Harold Cobert : Un hiver avec Baudelaire

Extract from lesson notes on this book

I borrowed ‘Un hiver avec Baudelaire’ by Harold Cobert from Marion and very much enjoyed it.

Marion read us a couple of bits which I am going to type up for you.

‘Sa femme l’a mis dehors, son CDD n’est pas prolongé.  Philippe est happé dans une spirale infernale et passe de l’autre côté de la barrière sociale : SDF, confronté à la dure loi de la rue, faite de solitude, de honte et de violence, jusqu’au jour où il rencontre Baudelaire.  Grâce à cet inérrable compagnon d’infortune, et avec l’aide d’un vendeur de kebab, d’une riche veuve et d’une dame pipi, il réussit à remonter la pente et à retourner à une vie normale.  Plongée sans fard dans le quotidien des plus démunis, un hiver avec Baudelaire, en mêlant romanesque et réalité sociale, poésie et âpreté, nous rappelle à quel point est précaire l’équilibre qui régit nos vies.’

Charles Baudelaire : Le Spleen de Paris : ‘Les bons chiens’
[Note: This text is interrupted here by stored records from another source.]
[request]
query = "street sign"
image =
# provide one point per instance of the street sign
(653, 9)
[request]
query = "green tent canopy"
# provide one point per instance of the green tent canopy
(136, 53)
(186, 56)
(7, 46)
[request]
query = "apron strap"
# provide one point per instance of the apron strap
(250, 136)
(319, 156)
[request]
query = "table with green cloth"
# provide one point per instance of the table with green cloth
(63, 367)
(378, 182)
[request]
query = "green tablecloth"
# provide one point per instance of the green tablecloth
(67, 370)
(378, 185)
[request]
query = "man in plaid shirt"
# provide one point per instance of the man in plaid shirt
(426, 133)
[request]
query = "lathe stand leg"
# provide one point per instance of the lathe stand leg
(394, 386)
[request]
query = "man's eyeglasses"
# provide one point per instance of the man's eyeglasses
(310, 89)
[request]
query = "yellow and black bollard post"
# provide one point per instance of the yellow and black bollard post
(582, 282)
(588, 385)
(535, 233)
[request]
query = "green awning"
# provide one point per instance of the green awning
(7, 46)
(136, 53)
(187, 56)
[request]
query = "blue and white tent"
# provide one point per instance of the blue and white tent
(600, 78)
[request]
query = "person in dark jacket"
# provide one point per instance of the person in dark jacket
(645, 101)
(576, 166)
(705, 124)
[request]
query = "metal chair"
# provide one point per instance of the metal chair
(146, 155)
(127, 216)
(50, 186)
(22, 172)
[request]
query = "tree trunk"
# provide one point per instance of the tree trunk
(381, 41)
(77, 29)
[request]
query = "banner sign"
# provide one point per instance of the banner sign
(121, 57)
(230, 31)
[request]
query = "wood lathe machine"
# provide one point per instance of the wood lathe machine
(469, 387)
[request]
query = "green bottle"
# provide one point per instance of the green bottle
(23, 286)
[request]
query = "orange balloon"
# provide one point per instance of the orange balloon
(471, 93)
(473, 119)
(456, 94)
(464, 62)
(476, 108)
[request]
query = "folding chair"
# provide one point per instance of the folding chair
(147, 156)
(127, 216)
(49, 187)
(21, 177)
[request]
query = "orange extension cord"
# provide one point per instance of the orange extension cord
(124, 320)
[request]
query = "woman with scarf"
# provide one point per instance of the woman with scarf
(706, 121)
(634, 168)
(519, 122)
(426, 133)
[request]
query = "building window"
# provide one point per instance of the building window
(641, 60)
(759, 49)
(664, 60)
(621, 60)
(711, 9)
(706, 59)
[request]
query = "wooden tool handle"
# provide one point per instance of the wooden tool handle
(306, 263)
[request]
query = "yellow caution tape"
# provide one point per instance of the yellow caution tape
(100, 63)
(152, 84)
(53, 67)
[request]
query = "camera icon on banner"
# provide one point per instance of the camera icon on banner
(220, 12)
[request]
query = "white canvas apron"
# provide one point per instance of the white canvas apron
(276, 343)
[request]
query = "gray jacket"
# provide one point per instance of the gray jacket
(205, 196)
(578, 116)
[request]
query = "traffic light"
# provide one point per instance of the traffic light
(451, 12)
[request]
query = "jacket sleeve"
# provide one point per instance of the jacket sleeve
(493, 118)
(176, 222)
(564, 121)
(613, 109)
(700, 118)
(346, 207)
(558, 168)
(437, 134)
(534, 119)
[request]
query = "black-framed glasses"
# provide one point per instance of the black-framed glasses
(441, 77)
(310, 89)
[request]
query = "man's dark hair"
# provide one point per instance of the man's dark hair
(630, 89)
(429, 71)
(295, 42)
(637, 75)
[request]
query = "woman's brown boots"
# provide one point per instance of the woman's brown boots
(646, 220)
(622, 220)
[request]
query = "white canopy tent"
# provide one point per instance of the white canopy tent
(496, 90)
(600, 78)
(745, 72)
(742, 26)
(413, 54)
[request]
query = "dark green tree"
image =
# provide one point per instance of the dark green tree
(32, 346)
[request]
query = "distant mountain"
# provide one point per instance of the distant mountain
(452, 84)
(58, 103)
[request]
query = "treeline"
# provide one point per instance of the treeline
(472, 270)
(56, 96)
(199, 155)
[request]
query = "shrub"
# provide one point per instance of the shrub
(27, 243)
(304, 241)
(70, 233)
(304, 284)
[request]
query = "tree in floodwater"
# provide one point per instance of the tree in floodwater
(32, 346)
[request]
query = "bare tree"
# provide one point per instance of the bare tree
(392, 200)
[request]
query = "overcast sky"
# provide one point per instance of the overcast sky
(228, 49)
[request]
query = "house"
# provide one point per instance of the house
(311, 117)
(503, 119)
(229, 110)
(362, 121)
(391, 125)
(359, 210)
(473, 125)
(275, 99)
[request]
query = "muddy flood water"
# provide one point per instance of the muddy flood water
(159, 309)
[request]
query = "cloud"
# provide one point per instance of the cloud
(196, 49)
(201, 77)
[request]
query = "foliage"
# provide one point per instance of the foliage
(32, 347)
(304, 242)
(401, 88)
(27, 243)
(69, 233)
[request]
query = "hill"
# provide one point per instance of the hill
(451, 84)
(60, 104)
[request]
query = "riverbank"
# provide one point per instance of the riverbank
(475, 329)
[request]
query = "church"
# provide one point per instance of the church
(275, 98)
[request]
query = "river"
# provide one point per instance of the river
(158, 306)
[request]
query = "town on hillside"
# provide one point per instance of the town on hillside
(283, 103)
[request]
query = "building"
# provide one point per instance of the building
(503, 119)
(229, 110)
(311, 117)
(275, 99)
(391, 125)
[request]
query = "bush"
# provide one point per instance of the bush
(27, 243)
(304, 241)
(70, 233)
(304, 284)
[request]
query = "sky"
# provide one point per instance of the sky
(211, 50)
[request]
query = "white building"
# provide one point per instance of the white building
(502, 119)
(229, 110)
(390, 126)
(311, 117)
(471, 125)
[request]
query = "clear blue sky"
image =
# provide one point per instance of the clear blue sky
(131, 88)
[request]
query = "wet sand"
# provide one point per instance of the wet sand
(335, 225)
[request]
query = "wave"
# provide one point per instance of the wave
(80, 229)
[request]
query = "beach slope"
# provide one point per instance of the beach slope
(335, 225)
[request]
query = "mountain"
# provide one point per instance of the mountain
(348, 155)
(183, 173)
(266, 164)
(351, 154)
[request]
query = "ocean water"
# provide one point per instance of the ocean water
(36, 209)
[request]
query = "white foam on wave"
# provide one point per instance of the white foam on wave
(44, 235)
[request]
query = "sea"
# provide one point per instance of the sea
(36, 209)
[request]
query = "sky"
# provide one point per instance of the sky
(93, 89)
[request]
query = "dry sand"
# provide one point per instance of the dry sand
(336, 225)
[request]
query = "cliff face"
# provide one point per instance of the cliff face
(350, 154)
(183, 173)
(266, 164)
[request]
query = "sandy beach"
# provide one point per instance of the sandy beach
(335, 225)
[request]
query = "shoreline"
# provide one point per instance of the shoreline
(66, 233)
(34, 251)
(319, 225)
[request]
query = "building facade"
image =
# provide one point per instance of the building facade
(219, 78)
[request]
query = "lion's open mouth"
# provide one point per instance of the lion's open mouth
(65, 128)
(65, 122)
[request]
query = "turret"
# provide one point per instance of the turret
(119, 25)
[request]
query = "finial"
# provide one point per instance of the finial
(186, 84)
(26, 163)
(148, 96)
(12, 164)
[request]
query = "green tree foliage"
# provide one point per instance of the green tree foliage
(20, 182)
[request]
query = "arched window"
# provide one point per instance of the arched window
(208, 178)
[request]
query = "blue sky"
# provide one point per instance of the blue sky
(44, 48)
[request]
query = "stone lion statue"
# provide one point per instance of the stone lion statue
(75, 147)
Je chante le chien crotté, le chien pauvre, le chien sans domicile, le chien flâneur, le chien saltimbanque, le chien dont l’instinct, comme celui du pauvre, du bohémien et de l’histrion, est merveilleusement aiguillonné par la nécessité, cette si bonne mère, cette vraie patronne des intelligences !

Je chante les chiens calamiteux, soit ceux qui errent, solitaires, dans les ravines sinueuses des immenses villes, soit ceux qui ont dit à l’homme abandonné, avec des yeux clignotants et spirituels : ‘prends-moi avec toi, et de nos deux misères nous ferons peut-être une espèce de bonheur !’

 About the book : http://www.impudique.net/2009/05/un-hiver-avec-baudelaire-harold-cobert/

video by the author : http://www.youtube.com/watch?v=BfpA73DW_Ls

reviews : http://www.babelio.com/livres/Cobert-Un-hiver-avec-Baudelaire/150629

Interview with Harold Cobert : http://www.pariscilaculture.fr/2010/07/entretien-avec-harold-cobert-un-hiver-avec-baudelaire/

Philippe perd tout, et se retrouve SDF. Pourquoi avoir choisi ce sujet ?

L’idée m’est venue à la suite d’un documentaire consacré au Fleuron Saint-Jean, la péniche qui accueille les SDF avec leurs chiens dont il est question dans ce roman. Je suis tombé dessus par hasard, fin novembre ou tout début décembre 2007. Dans le sujet, on voyait notamment Pascal, un sans abri, et sa chienne, Jessica, une petite bâtarde, auxquels j’ai dédié le livre. Pascal expliquait qu’elle l’avait sauvé : sans elle, disait-il, il se serait déjà foutu en l’air. Le drame, c’était que Jessica était atteinte d’un cancer. L’opération étant chère, il envisageait de prendre une autre chienne, plus jeune, pour que Jessica la forme avant de partir pour son dernier voyage. Il y avait entre eux une charge d’amour extraordinaire. J’étais bouleversé. Puis, quelques semaines plus tard, hanté par cette histoire, je me suis rappelé la citation de Baudelaire extraite des Bons Chiens. Les deux éléments se sont télescopés, et le roman m’est apparu. Ses personnages, sa structure, son écriture. Je me suis mis au travail. Il y avait pour moi une véritable urgence à écrire cette histoire.

Le lendemain de la diffusion du reportage, les dons ont afflué massivement. Ils ont permis d’opérer Jessica, et de la sauver. Une Française qui vit en Espagne les a même accueillis pendant la convalescence de la rescapée.

Youtube report on the boat refuge from the book : http://www.youtube.com/watch?v=OzCQ3JjzQJs

Website : http://www.ordredemaltefrance.org/fr/solidarite-precarite-exclusion/2011-07-09-19-26-18/accueil-et-hebergement-durgence/le-fleuron-saint-jean.html

Le Fleuron Saint Jean permet aux passagers de trouver le réconfort nécessaire à un projet de vie. Leur séjour à bord leur permet dans un premier temps de « souffler », puis de reprendre des forces tant physiques que morales.

Jusqu’en Août 1999, aucune structure n’accueillait les hommes à la rue avec leur chien. L’Ordre de Malte France et la Fondation 30 Millions d’Amis se sont mobilisés pour répondre à cette situation de précarité aggravée. Ils ont réhabilité une péniche, le Fleuron Saint Jean.

 Ici, les passagers laissent leurs soucis sur le quai. Le bateau a une symbolique d’évasion, de rêve et leur permet d’espérer.